GRILLED STEELHEAD TROUT
Steelhead trout is similar to salmon in its color and texture and is a great choice to cook on your Big Green Egg. The convection heat that radiates within the dome caramelizes the fish nicely and the fennel gives it a fresh, sweet, licorice flavor.

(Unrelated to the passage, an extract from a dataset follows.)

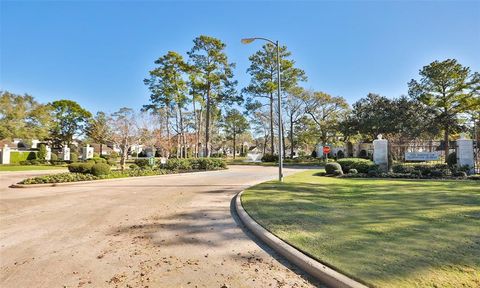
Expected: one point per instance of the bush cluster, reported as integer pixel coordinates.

- (2) 1lb steelhead trout filets, skin on, pin bones pulled
- 1 meyer lemon (cut in half at equator)
- 2 tbsp sea salt
- 1 tsp wild fennel pollen
- 1tsp ground espelette pepper
- 2 tbsp olive oil
- 1 bunch fennel fronds and stems
- Set the EGG for direct cooking without the convEGGtor at 350°F with a cast iron grid, flat side up.
- Squeeze one side of the lemon onto the two filets.
- Season the filets with salt, fennel pollen, and espelette pepper.
- Drizzle the olive oil over the filets and gently massage to work into the flesh.
- Slice the remaining lemon half and lay over the steelhead.
- Place the fennel directly on the cooking grid. Put the steelhead, skin down, on the fennel.
- Close the dome and let the fish cook for 7-8 minutes. T
- he fish is done when the flesh has turned a pale pink and flakes to the touch.